Dus koos ik voor de wankele senioren.

Mijn eerste was een strenge, kokette ex-tennisspeelster en weduwe van een paalfunderingstycoon die ook potten had gebroken in de Finse doopsuikerindustrie. Ze vroeg voortdurend wat ik te zoeken had in haar woonkamer. ‘Heb je niets beters te doen?’ Ze at kersenbonbons die ze ostentatief niet met me deelde, hetzelfde gold voor de afstandsbediening van haar gigantische televisie.

Ze was mooi, nog steeds heel mooi. Ze zei: ‘Ik ben gezegend. Ik was gezegend… Was ik gezegend? Mijn man bedroog me aan de lopende band.

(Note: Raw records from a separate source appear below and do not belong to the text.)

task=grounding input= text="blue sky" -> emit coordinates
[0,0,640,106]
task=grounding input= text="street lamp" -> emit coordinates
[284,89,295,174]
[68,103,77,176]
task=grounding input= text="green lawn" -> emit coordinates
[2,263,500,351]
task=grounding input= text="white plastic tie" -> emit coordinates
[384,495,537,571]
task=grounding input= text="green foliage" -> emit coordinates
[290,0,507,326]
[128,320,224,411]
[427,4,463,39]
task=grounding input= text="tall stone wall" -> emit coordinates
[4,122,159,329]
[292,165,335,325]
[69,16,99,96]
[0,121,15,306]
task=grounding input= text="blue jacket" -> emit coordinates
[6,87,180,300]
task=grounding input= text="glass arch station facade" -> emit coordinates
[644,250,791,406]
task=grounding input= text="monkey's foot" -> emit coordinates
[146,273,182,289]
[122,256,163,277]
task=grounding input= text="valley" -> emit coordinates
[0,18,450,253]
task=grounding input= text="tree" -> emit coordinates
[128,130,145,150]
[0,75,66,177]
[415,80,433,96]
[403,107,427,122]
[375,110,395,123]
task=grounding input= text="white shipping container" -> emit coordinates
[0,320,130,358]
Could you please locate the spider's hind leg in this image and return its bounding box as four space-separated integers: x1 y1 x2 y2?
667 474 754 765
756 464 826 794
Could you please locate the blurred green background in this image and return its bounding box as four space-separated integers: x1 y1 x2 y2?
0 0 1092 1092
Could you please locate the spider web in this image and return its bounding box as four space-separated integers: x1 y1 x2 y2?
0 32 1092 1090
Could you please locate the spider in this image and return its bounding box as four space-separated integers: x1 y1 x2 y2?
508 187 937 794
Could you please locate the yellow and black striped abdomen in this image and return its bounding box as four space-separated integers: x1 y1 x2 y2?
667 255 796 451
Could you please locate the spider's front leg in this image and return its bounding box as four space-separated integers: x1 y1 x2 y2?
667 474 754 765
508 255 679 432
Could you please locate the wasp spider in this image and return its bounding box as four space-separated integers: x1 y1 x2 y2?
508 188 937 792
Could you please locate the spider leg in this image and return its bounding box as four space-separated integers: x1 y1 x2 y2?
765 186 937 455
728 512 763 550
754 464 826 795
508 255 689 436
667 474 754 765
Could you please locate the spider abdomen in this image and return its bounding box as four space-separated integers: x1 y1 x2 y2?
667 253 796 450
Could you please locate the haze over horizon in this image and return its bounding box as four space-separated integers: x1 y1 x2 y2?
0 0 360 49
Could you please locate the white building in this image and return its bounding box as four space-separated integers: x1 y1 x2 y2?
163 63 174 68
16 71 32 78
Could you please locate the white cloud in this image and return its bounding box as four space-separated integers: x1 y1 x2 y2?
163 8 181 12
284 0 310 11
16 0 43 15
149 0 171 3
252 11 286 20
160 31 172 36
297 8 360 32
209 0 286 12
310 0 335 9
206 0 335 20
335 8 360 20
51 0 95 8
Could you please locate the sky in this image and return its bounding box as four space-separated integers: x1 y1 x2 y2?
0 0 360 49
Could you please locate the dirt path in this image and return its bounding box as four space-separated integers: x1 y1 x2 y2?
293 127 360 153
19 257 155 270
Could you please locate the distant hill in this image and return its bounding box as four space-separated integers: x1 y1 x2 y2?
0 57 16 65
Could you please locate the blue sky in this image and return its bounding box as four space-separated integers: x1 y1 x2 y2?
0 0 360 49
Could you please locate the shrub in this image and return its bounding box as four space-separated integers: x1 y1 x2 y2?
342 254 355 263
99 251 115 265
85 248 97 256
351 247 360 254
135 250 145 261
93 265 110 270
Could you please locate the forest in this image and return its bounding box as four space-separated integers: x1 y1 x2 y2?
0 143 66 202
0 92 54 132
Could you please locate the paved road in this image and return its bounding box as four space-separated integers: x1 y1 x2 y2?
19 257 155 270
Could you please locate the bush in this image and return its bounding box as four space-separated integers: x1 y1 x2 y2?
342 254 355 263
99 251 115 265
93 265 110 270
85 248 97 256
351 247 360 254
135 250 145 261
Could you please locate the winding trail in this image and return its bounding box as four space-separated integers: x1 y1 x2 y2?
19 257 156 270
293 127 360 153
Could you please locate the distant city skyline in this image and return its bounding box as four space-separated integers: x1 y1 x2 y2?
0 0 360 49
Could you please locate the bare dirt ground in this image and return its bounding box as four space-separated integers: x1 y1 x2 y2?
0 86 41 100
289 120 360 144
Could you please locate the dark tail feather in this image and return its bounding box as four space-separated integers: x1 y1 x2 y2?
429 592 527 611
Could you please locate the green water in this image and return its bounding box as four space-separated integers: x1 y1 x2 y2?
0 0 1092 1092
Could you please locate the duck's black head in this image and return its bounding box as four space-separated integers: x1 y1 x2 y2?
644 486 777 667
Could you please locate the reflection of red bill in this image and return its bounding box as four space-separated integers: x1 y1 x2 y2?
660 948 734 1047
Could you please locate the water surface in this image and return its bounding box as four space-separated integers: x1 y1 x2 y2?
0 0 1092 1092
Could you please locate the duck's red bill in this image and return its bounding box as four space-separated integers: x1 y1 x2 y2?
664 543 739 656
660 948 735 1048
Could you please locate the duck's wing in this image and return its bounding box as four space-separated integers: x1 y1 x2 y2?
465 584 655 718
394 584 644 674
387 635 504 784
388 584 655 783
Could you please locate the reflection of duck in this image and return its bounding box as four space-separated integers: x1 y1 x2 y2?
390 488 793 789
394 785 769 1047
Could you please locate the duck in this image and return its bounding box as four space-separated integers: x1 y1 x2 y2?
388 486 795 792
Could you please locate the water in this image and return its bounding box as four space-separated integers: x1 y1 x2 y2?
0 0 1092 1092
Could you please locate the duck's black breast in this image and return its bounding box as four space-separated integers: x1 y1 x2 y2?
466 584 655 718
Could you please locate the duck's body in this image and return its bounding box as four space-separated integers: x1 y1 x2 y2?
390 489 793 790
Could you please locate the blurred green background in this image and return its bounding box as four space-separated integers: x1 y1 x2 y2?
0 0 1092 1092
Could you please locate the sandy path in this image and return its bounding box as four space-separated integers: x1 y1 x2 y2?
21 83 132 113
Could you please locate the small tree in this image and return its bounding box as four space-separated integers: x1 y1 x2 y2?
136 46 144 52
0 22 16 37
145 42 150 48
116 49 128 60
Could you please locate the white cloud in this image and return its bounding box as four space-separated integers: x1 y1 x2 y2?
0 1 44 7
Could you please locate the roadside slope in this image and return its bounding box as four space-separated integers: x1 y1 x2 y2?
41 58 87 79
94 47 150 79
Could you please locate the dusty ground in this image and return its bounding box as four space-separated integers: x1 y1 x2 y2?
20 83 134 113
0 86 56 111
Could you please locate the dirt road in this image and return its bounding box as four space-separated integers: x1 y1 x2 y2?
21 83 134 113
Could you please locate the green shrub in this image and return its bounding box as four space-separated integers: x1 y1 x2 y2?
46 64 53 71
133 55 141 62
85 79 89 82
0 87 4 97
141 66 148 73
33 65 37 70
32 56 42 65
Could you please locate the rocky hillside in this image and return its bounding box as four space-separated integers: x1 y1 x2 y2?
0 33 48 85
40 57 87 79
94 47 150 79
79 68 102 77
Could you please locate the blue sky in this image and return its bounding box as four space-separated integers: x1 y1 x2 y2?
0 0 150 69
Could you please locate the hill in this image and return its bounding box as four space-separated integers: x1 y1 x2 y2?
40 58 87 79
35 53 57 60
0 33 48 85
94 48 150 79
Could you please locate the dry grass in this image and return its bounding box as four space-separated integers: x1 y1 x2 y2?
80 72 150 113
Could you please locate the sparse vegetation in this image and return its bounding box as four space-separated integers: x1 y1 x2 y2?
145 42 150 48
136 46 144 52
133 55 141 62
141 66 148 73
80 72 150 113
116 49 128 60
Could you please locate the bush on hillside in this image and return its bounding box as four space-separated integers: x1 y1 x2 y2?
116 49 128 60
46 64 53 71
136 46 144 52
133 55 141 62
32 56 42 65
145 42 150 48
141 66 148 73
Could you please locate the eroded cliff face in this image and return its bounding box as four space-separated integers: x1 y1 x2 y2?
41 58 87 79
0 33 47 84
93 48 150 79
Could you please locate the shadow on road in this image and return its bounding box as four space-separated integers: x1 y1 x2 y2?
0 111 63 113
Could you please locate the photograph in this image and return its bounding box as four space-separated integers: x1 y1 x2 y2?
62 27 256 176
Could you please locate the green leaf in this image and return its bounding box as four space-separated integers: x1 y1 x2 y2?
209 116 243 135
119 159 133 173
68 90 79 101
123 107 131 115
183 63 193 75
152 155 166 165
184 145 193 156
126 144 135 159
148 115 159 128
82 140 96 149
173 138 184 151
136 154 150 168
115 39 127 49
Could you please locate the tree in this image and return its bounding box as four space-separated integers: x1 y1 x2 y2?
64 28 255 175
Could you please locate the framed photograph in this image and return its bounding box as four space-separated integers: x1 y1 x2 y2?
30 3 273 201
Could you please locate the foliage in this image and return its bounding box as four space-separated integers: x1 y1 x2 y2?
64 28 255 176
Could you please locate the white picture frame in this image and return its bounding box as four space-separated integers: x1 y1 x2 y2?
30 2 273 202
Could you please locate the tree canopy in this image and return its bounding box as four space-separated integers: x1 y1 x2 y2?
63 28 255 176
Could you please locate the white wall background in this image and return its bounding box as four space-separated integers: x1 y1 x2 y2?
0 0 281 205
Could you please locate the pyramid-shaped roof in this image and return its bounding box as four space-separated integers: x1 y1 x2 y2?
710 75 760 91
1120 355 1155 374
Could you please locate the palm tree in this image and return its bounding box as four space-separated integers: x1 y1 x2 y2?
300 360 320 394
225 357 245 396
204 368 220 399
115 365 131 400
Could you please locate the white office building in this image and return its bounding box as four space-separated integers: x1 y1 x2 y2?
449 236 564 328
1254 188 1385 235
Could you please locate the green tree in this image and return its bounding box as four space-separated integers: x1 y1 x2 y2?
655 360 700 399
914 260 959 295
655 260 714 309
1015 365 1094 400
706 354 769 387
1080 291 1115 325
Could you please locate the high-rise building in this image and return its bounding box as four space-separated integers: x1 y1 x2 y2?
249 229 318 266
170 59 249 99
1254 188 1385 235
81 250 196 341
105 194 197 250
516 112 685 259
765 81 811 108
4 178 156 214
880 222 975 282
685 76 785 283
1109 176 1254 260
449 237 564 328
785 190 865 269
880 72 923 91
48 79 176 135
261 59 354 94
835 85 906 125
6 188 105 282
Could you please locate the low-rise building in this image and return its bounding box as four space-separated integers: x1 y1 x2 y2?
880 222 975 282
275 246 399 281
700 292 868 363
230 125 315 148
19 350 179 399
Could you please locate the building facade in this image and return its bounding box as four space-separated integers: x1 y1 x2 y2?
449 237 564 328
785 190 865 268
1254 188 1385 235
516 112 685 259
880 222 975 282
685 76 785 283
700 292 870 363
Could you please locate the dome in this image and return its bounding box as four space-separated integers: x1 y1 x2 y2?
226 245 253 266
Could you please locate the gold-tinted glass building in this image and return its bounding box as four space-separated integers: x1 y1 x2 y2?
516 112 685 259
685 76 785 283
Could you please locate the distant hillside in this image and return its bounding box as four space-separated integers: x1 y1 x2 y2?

Ik nam paardenkalmeermiddelen om hem te straffen. En ik fokte whippets, ook om hem te straffen; hij haatte spitse snuiten. Verder strafte ik hem met uitjes naar de Rijnvallei waar ik stomme porseleinen beeldjes kocht als in een trance: walrussen en wufte bramenplukkers vooral.’

Ik haatte de strenge, kokette ex-tennisspeelster.

Toen ik haar toilet niet mocht gebruiken was de maat vol; ik fietste weg en gebruikte het toilet van de eerste de beste snookertempel. Ik stal een rode bal en fietste terug naar het huis van de snobistische dragonder, maar ik was ondertussen afgekoeld en ik legde de bal kalm op haar drempel; misschien zou ze over de bal struikelen of zou ze denken dat de bal van de buren kwam, hem over de haag smijten en een kind treffen. Haar pols breken of eeuwige wroeging, ik gokte en hoopte op het laatste.

Patricia kwam toen in mijn leven: een zwaarlijvige zeventigjarige pianiste met puitogen en nekwratten en beginnende korsakov. Ze rookte en ze dronk, en ze had een klein pittig terriërhondje waarmee ik ging wandelen. Soms ging Patricia mee in haar rolstoel, maar ze vond de meeste mensen hopeloze zeveraars en irritante babbelaars.

Ze toonde me foto’s uit haar kindertijd. Altijd was ze lelijk geweest. Ze had drie geitjes en een vader die walvisvaarder was en haar aanbad. Haar moeder was van adel en gemeen. Ook haar jonge verwende broertje en haar twee oudere zussen keken op haar neer. Een sprookje.

Na de zelfmoord van haar vader moest Patricia in het tuinhuis slapen. Ze ging naar de politie en zei dat het geen zelfmoord was geweest; haar moeder had strychnine in de paddenstoelenomelet van haar vader gedaan. En de paddenstoelen zelf waren ook al giftig geweest!

De politie geloofde Patricia niet. Ik ook niet, maar ik smulde van haar verhaal. Van al haar verhalen.

Ze had gekampeerd in Zweden en op Azteekse begraafplaatsen. Ze had haar lesbische appetijt botgevierd op de mooiste ezeldrijvervrouwen van Griekenland, en op de wildste imkerdochters van Bulgarije. Ze had als pianiste staande ovaties gekregen en een huwelijksaanzoek van Charles Aznavour. Ook had ze jaren in vluchtelingenkampen gewerkt en ze betaalde de avondcursus hoefsmederij van de Syrische asielzoeker die in het huisje naast haar woonde.

Ze had een bewindvoerder die haar geld beheerde. Ik heb hem een keer ontmoet; een gladde kruiperige man met vettige haren en weinig tijd. Hij dacht dat ik Bosnisch was.

Patricia was altijd goedgeluimd en altijd een diva.

Ik kocht witte wijn voor haar. Eerst dronk ik niet mee, maar na twee weken verloor ik mijn scrupules en daar heb ik nooit spijt van gehad.

Het werd nog geestiger toen we beiden dronken, we luisterden naar Beethoven en wierpen dure charcuterie op de grond voor het kleine, pittige terriërhondje.

Soms kwam de kreupele apotheker langs met aardbeien en champagne. Dan waren we een ganse middag verliefd op elkaar, en de scatologische grappen van de apotheker vielen steeds in goede aarde.

Patricia braakte vaak, maar herpakte zich snel. Het drinken hielp tegen het braken.

In het weekend namen we samen baden en aten we zo woest mogelijk vieze lappen rolmops en koeientongen in maderasaus.

Op een dag werden we betrapt en ik mocht nooit meer vrijwilligerswerk doen.

Patricia stierf een maand later.

Haar Syrische buur heeft zijn cursus hoefsmederij niet afgemaakt, maar hij heeft wel haar kleine, pittige terriërhondje in huis genomen.

Wanneer ik de kreupele apotheker tegenkom, spreken we over haar. Grinnikend en dankbaar.